A letter sent to the councilwoman by the Walnut Hill Community Association included a detailed list of community benefits. The commitments from Iron Stone included funding for University City District to clean streets more frequently in the neighborhood, annual support of $5,000 for “events like the Turkey Give-away,” and a guarantee that 50 percent of the building maintenance staff would be employed from the zipcodes adjoining the site, according to the letter.  
Blackwell asked for one addition to the benefits agreement on Monday: residential parking permits for a handful of immediate neighbors. The Provident Mutual building faces houses on 46th Street, and neighbors who attended the meeting feared they would lose on-street parking to visitors and workers. The permits cost $35 a year for a household with one car.
“I’m sure they could come up with that one little fee, one time,” said Blackwell. “Problem solved.”
Pearson said Iron Stone would pay for the requested permits for three years.
Blackwell said that her surprise delay of the project in December stemmed from community opposition at a meeting that month. But her latest reversal stems from a follow-up meeting at West Philadelphia High School, which convinced her that most of those who spoke against the project did not live in her district.
That meeting, held last Tuesday, featured speeches opposed to both the project and the councilwoman.  
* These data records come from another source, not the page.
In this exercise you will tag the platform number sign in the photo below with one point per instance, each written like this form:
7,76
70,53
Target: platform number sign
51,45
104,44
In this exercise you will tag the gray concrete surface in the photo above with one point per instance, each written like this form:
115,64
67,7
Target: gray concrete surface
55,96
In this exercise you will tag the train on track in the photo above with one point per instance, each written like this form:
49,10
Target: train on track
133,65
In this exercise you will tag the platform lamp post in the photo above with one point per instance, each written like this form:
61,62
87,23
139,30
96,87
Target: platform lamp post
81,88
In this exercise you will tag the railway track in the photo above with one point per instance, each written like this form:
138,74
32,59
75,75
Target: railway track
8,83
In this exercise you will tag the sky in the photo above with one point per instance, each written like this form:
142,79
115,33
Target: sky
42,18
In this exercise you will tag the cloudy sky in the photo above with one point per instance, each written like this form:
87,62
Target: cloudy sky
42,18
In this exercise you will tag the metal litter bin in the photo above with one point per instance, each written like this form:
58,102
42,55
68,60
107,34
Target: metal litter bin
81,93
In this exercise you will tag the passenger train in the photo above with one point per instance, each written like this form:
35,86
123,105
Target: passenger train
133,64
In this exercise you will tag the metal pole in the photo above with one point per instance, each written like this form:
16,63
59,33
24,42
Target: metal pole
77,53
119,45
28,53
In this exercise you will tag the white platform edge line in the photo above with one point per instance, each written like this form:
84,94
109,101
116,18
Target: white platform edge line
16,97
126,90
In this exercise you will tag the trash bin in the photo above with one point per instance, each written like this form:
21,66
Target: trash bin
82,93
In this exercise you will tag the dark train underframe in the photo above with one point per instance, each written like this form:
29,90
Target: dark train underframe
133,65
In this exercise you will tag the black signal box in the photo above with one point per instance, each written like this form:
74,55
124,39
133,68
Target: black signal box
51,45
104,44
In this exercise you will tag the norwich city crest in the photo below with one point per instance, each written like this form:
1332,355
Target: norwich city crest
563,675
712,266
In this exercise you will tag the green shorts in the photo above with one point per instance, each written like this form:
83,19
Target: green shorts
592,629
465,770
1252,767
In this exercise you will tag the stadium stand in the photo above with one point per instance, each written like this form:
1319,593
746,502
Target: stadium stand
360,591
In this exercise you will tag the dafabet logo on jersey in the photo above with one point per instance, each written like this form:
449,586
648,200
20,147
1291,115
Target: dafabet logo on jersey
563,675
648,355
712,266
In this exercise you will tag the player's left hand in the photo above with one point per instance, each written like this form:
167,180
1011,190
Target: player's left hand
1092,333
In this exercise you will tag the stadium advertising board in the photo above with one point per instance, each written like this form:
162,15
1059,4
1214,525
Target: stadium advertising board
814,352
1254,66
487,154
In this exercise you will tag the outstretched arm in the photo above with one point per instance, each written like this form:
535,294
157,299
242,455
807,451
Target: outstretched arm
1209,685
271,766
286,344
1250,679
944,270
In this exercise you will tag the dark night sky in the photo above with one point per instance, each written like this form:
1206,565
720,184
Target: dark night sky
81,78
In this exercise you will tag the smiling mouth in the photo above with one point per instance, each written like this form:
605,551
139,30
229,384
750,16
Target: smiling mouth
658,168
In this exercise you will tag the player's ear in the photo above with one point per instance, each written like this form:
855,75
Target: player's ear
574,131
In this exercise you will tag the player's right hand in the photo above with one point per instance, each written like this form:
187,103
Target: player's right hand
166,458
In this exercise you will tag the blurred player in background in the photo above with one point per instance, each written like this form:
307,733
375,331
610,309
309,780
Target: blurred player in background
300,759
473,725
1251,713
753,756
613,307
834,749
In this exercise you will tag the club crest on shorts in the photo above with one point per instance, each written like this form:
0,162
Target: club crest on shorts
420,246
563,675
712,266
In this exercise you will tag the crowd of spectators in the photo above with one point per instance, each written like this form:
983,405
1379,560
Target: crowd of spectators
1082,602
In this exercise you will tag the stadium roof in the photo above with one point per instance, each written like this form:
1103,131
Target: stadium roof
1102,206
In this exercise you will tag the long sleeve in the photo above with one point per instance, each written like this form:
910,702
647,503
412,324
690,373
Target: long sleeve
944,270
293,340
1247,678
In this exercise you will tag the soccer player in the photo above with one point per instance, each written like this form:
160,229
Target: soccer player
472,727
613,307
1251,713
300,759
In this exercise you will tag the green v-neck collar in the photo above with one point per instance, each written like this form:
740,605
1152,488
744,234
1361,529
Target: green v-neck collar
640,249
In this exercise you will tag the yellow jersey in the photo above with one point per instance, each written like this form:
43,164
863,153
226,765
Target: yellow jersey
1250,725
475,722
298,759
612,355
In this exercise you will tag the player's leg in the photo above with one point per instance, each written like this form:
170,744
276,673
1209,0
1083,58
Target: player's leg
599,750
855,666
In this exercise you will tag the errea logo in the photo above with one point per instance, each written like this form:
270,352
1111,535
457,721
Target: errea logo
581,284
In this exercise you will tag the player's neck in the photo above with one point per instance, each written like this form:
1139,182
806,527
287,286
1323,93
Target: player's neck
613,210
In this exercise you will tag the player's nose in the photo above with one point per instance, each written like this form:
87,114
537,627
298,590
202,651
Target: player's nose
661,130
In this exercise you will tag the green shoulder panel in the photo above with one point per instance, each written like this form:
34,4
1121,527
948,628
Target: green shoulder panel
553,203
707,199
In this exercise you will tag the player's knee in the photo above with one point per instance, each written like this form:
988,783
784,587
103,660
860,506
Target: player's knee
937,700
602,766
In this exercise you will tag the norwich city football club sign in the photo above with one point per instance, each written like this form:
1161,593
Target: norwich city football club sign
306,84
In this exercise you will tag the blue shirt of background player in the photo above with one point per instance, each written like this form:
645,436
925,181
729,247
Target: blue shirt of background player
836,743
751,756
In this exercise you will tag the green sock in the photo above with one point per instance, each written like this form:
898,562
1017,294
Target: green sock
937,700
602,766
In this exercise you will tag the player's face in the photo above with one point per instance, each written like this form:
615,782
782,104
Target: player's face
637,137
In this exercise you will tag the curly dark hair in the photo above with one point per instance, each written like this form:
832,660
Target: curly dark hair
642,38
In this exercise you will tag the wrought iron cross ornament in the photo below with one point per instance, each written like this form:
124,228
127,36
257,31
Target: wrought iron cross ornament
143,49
“I think what needs to be challenged is councilmanic privilege,” said Shani Akilah, a member of the Black and Brown Workers Collective, in a video posted to the group’s Facebook page.  “Because the developers … are allowed to just give money to council people like Blackwell here, who pretends to be for the people.”
The city initially planned to turn the 92-year-old West Philadelphia landmark into a headquarters for the police department. After Kenney decided to instead put the police in the former Philadelphia Inquirer building on North Broad Street, the city opened up the 13-acre property to competitive bids.